SOUTH Africa’s trains, which are mostly used by the working class, have become the targets of forces, which from time to time “burn our trains for reasons known only to them”.
Examples of this sort of vandalism Transport Minister Joe Maswanganyi said, have occurred in the Western Cape and at Nancefield station in Gauteng.
Speaking to the transport portfolio committee about state capture yesterday, Maswanganyi also answered questions about the functionality of the Passenger Rail Agency of South Africa. He said he had raised the matter of security on trains with his Cabinet colleague, Police Minister Fikile Mbalula.
At Nancefield, he said, the station was given a R12m revamp. “The day we finished everything was vandalised overnight and R12m went down.” Despite these attacks on trains and rail infrastructure, he said, the department was committed.
“We believe we have to provide a reliable metro trail because most of our people rely on it as a means of transport.” In the Western Cape, he said, there was a cartel that was dealing in copper wires.
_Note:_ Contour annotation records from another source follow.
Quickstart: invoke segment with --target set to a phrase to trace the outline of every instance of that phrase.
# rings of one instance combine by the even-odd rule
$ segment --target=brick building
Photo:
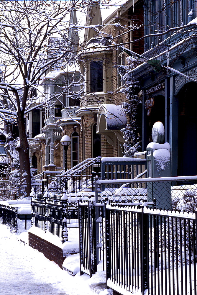
[[[72,79],[79,84],[84,79],[85,86],[80,91],[78,86],[73,90],[73,84],[71,92],[78,93],[75,97],[71,97],[67,88],[54,100],[46,113],[40,110],[41,131],[35,136],[39,144],[32,146],[31,151],[32,155],[37,157],[38,173],[63,168],[65,156],[60,141],[65,134],[71,141],[67,152],[67,169],[87,158],[123,155],[124,140],[120,130],[126,126],[127,118],[121,105],[125,98],[120,92],[124,82],[117,66],[126,64],[127,55],[119,47],[110,45],[112,42],[128,43],[143,35],[143,2],[129,1],[115,8],[103,21],[99,5],[89,7],[82,41],[76,29],[70,30],[79,67],[73,64],[63,69],[53,69],[46,75],[43,84],[49,99],[50,95],[56,97]],[[70,22],[77,22],[75,12]],[[100,31],[104,32],[99,36],[91,28],[98,24],[102,25]],[[131,30],[132,26],[139,25],[139,29]],[[142,53],[143,41],[134,44],[124,46]]]

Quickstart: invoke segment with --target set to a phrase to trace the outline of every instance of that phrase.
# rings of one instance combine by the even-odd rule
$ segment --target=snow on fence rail
[[[91,276],[100,261],[120,294],[196,294],[197,212],[155,205],[79,201],[81,274]]]
[[[18,209],[17,207],[0,204],[0,223],[6,225],[11,232],[16,232],[18,230]]]
[[[32,194],[31,198],[33,225],[63,239],[63,242],[65,228],[78,227],[78,198],[68,195],[49,194],[46,190],[45,194]]]
[[[97,180],[96,201],[156,200],[157,206],[192,211],[197,207],[197,176]]]

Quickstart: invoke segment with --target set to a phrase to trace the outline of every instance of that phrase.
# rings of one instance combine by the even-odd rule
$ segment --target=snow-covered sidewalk
[[[1,295],[92,295],[89,278],[70,276],[0,225]]]

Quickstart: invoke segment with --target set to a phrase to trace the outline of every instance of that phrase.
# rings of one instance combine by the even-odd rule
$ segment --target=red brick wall
[[[53,260],[63,269],[62,264],[65,257],[62,249],[31,232],[29,233],[29,245],[43,253],[47,258]]]

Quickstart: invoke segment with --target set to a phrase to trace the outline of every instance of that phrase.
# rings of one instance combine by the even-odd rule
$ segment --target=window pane
[[[73,150],[77,151],[78,148],[78,138],[77,137],[73,138]]]
[[[92,92],[103,91],[103,62],[92,61],[90,64],[90,88]]]
[[[73,152],[73,160],[77,161],[78,152]]]

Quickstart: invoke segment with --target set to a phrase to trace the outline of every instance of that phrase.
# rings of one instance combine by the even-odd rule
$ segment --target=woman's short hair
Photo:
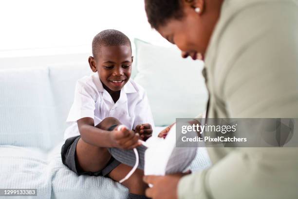
[[[168,20],[183,17],[182,0],[145,0],[148,22],[157,29]]]

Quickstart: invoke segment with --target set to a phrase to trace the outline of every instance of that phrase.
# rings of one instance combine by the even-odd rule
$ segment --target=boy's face
[[[101,82],[110,90],[119,91],[131,74],[132,57],[129,45],[101,46],[95,58],[90,57],[89,64],[97,71]]]

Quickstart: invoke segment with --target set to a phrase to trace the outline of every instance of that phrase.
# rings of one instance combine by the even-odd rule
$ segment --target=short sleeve
[[[137,125],[149,123],[151,124],[152,129],[154,129],[154,122],[148,98],[145,92],[143,93],[141,100],[136,104],[135,110],[135,117],[133,129],[134,129]]]
[[[94,119],[96,93],[86,82],[78,81],[75,86],[74,99],[66,121],[75,121],[83,118]]]

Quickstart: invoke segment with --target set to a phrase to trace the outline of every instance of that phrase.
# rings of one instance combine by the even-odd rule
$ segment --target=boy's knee
[[[129,189],[130,193],[144,195],[145,190],[148,186],[144,181],[143,177],[144,172],[137,169],[133,174],[127,179],[126,186]]]
[[[121,124],[121,123],[116,118],[109,117],[103,119],[98,124],[95,126],[95,127],[102,130],[108,130],[112,125],[115,124]]]

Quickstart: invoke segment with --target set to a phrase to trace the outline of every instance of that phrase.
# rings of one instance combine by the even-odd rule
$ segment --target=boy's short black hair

In the province R8m was going to be spent to improve rail services.
Train sets that had been set alight would also be returned to service. “We believe we are going to bring back not less than 60 sets on rail.” As part of improving the train service in the Western Cape, a high wall will also be erected between railway lines and some communities.
“There are forces which burn our trains for reasons known only to them. There are areas where we are going to erect a wall to deter people.”
He also briefed the portfolio committee on the steps taken to carry out remedial action as proposed by former public protector Thuli Madonsela in her report about the Passenger Rail Agency of South Africa called Derailed, which was released in August 2015. In her report, Madonsela flagged 38 transactions, which together totalled R3.5bn.
She asked that these transactions be probed. Madonsela also urged former Prasa CEO Lucky Montana and other functionaries be investigated.